Hayat bir mücadele olsa da başkalarını devirerek ayakta kalmak duygusunun hayatta yeri yok.
Bu dünyadan göç ederken sevgilerini mallarını bağışlayabilirsin ama kendini bağışlayamamak var ya!
O berbat bir şey.

***

"Kimin canını acıttım?" diyeceksin.
"Kimlere kan verdim?" "Kaç çocuğun elinden tuttum?" "Kaç yoksulu doyurdum?" "Hangi davaya işçilik ettim" ya da.

***

Vicdani sorular bitmez.
"Benden olsun çamurdan olsun" şenliklerine katılıyor musun?
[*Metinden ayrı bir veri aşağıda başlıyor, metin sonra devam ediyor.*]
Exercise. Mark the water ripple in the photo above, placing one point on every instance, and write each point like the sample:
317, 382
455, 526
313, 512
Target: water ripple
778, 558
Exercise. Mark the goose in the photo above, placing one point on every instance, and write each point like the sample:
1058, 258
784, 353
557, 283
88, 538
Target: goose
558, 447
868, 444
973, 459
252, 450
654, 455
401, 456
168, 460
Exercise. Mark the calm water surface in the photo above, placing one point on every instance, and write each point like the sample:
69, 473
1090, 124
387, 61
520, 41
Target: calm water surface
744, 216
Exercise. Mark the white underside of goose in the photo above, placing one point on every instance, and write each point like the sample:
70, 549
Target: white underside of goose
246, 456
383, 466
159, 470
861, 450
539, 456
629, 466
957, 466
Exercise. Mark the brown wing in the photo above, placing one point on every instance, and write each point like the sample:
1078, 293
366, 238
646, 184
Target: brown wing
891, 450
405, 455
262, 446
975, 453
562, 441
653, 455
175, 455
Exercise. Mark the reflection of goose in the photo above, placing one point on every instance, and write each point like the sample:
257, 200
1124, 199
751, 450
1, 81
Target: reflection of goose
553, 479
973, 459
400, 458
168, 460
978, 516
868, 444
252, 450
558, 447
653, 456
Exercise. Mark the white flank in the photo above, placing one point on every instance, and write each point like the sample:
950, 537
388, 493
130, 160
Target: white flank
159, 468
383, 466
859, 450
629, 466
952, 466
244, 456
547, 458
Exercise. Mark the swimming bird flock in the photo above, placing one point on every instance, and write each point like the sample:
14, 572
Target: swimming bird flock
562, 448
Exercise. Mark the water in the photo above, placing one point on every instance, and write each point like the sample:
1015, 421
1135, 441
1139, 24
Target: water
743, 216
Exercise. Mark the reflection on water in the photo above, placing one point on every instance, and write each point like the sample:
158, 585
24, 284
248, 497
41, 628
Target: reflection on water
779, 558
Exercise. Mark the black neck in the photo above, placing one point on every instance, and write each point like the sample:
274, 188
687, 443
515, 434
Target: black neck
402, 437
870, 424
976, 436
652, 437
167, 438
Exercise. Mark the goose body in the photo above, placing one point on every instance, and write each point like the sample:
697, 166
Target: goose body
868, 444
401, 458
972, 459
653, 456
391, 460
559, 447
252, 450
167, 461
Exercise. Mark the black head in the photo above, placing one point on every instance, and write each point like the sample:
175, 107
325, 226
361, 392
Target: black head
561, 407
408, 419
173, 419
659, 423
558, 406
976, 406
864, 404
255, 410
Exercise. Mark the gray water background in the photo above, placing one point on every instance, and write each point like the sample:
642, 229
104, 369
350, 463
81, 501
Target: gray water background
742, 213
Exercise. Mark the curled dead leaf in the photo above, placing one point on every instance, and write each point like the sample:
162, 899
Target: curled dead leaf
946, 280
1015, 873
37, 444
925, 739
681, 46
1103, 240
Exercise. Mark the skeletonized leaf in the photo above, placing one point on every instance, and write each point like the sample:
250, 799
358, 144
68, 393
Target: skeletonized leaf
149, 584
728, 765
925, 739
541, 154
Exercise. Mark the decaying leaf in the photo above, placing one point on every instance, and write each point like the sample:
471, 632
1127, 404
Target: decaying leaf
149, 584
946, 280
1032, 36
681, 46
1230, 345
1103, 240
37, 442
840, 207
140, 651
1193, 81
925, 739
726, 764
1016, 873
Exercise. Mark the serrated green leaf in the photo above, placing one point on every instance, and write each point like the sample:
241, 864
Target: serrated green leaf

Kendini korkuyla mı terbiye ediyorsun?
Çaldığın kapılar açılmadı diye sen de başkalarına mı kapatıyorsun kapıları?
Kimi karşıdan karşıya geçirdin en son? Ne zaman derin bir yolculuğa çıktın, vicdanının eşliğinde? Allah sevgisi çıktığın yolculukların rehberi oldu mu?
Yoksa hayatın ihtirasına yenik mi düştün, paranın cazibesine kapılıp!

***

Bu savaşlar, kahpelikler ve soysuzluklar dünyasında hayatın da bir sihri var ve hep bir şeyler fısıldar bizlere.
Bu koca dünyada tuttuğumuz yer nedir ki, içimizde sevgi yoksa eğer.

***

Hiçbir tavşanı yakalayamamış tazı olmakla, hiç kimsenin günahına girmemiş olmak arasında uzun bir yol var.
Zaman durmuyor ve bir çocuğun evden kaçmasıyla eve dönmesi arasındaki kadar çabuk geçiyor her şey!
Ertelenmiş düşlerin pişmanlığıyla!

***

Elbette hiçbirimiz masum değiliz.
Ama kavanoz dipli dünyanın içinde adımızın yazıldığı kağıt parçacıkları etrafa saçıldığında ağır basan söylemler en değerli hazinemizdir.
Yaşarken bedenimizi süsleyen pahalı ve görkemli giysiler değil!
Hayattaki amacımızı bilmeliyiz.
Ardımızdan "davacı" değil, "duacı" insanlar bırakmak istiyorsak eğer!

MUTLULUK TAKVİMİ
Ahde vefayı unutma.
Numaralı gözlük kullan.
Açan çiçeklerin resmini çek.
Sabrını sına.
Fanatik olma.

Ayrılığa esir düştü sevgim
Ben de yenildim aşka
Hangi yasayı çiğnedim ben
Seni sevmekten başka

Yalan değil canım yandı
Böyle yanmam bir daha
Sen adımı anmıyorsan
Ben de anmam bir daha

Sana vermediğim
Bir gururum kaldı
Yeter bu sevgiden
Çektiğim günahım
Bana ah etmekten
Bıkmadın mı hala
El açtığın Allah
Benim de Allah'ım
Hakkı YALÇIN

Gazetecilik yazma sanatı değil artık, ekranlarda kaba saba konuşan adamların dili!

Kayahan için
Anahtar sözcüklerin buluştuğu şarkıların adamıydı rahmetli Kayahan. Sevgi adamıydı. Bunu şarkılarında olduğu kadar, evinin her köşesinde hissettirirdi.
Ayvalık Gömeç'teki Gönül Köşkü'nün odalarından birinde bir köpek balığı kafası vardı. Altında esprili bir yazı. "Yolu sevgiden geçen herkesle bir yerde buluşuruz. Ham!" Sabahları çorba içmeyi severdi, ezogelin çorbası tercihi. Kokuya karşı ilginç bir duyarlılığı vardı. Bir keresinde Gömeç'te bir inşaattan gelen koku dikkatini çekmişti de sarhoş bir Alman turisti yanmaktan kurtarmıştı.
Geçen akşam "Bir Aşk Hikayesi" şarkısını dinlerken kendisiyle yaptığım söyleşiyi hatırladım ve büyük ustayı anmak istedim. Nur içinde yatsın.